When using strict_variant, you thus control directly exactly what extra heap allocations are made in support of strong exception-safety, and it happens in a transparent way -- you don't pay for anything you don't use.

If you can manage to make all your types no-throw move constructible, then you get ideal variant performance -- no storage overhead, no extra copies or dynamic allocations, and no empty state to worry about.

easy_variant

We provide a template alias easy_variant which takes care of these details if you don't care to be bothered by the compiler about a throwing move / dynamic allocation.

(Some programmers would prefer that the compiler not start making dynamic allocations without a warning, just because some noexcept annotation was not deduced the way they expected. But programmer convenience is a good thing too.)

Specifically, any type that you put in the easy_variant which has a throwing move will be wrapped in recursive_wrapper implicitly.

namespace strict_variant {
  template <typename ... Ts>
  using easy_variant = variant<wrap_if_thowing_move_t<Ts>...>;
}

where wrap_if_throwing_move_t is

namespace strict_variant {
  struct <typename T, typename = mpl::enable_if_t<std::is_nothrow_destructible<T>::value && !std::is_reference<T>::value>>
  struct wrap_if_throwing_move {
    using type = typename std::conditional<std::is_nothrow_move_constructible<T>::value,
                                           T,
                                           recursive_wrapper<T>>::type;
  };

  template <typename T>
  using wrap_if_throwing_move_t = typename wrap_if_throwing_move<T>::type;
}

So, easy_variant means that if something starts throwing in the future, you won't have to go back and change your variant declaration. But, if you can manage to make all the types involved no-throw move constructible, then you still don't pay anything for what you don't use.

Implicit Conversions

A secondary motivation of strict_variant is to reduce the errors caused by implicit conversions when using a variant, and help achieve consistent cross-platform behavior.

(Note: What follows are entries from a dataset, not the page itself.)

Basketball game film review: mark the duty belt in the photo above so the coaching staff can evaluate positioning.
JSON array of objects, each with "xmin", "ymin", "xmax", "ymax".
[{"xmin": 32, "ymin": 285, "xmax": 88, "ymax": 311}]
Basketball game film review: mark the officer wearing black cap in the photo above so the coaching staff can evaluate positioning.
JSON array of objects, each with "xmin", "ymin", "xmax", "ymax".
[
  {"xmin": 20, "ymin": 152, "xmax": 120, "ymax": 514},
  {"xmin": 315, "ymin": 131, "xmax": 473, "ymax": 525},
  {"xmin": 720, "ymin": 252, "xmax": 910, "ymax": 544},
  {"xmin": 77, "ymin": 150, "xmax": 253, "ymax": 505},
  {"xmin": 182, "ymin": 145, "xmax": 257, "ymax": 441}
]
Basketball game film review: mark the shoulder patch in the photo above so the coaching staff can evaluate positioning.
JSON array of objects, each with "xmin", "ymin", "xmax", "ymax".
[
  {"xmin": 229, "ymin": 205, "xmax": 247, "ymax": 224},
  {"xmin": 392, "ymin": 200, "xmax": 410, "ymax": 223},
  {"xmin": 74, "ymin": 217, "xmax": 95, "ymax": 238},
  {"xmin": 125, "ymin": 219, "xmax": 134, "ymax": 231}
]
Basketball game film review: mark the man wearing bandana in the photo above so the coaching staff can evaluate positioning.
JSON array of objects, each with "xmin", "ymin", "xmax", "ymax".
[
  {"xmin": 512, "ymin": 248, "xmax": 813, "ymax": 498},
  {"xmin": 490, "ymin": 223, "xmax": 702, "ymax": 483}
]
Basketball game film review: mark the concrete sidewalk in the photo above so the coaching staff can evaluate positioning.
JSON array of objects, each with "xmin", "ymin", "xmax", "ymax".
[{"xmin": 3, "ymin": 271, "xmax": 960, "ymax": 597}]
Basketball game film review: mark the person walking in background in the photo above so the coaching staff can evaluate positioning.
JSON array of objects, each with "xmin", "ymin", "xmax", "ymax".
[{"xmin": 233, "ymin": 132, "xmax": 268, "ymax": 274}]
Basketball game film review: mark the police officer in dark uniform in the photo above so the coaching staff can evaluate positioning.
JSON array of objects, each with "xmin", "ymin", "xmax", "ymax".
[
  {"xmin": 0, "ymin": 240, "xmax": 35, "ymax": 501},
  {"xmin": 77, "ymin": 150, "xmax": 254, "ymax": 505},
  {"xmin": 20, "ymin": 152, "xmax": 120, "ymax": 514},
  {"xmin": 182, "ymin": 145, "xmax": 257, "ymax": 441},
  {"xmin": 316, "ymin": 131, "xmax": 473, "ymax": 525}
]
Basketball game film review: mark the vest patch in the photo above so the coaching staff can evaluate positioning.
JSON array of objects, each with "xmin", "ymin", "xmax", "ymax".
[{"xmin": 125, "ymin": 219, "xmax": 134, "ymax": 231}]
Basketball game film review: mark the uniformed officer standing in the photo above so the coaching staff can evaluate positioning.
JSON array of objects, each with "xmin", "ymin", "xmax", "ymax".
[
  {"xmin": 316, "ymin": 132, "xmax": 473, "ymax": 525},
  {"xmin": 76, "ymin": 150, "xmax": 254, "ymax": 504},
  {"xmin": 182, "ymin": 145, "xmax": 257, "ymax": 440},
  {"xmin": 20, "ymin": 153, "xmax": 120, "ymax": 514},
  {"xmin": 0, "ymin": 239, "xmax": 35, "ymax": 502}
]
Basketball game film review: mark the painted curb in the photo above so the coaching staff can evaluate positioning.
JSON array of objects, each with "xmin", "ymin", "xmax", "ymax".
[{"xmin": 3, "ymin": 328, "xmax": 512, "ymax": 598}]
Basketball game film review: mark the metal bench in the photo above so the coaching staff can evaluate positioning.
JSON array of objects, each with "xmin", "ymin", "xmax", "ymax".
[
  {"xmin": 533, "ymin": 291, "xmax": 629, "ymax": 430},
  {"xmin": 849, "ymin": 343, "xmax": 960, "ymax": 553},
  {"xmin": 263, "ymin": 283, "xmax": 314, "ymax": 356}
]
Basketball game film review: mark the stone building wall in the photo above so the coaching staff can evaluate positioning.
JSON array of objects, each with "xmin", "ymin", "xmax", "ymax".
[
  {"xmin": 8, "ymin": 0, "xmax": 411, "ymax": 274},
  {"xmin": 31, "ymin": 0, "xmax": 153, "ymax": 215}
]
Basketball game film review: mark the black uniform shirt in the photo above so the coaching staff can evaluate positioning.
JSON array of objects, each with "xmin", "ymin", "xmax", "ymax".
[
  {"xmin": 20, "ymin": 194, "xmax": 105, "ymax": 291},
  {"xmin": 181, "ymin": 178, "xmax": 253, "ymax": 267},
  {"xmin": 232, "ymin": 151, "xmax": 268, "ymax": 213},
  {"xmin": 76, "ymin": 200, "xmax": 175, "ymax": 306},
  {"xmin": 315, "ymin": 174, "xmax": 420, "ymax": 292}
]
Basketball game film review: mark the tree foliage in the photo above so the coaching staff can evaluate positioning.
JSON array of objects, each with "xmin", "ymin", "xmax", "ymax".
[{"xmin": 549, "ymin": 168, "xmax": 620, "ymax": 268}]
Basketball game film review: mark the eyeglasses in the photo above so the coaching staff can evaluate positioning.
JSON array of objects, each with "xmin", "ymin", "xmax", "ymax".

For instance, some programmers consider it very undesirable that the following code compiles without a warning or error.

boost::variant<std::string, int> v;

v = true;

When an assignment like this takes place, boost::variant determines what type will be used via overload resolution. That is, a function object f is created, which has overloads for std::string and int arguments. If overload resolution succeeds, then it determines which type will result inside of the variant.

A drawback of this is that it means that any C++ implicit conversions are permitted to take place when assigning a variant type.

Overload resolution is a core C++ language feature, and in 95% of cases it works very well and does the right thing.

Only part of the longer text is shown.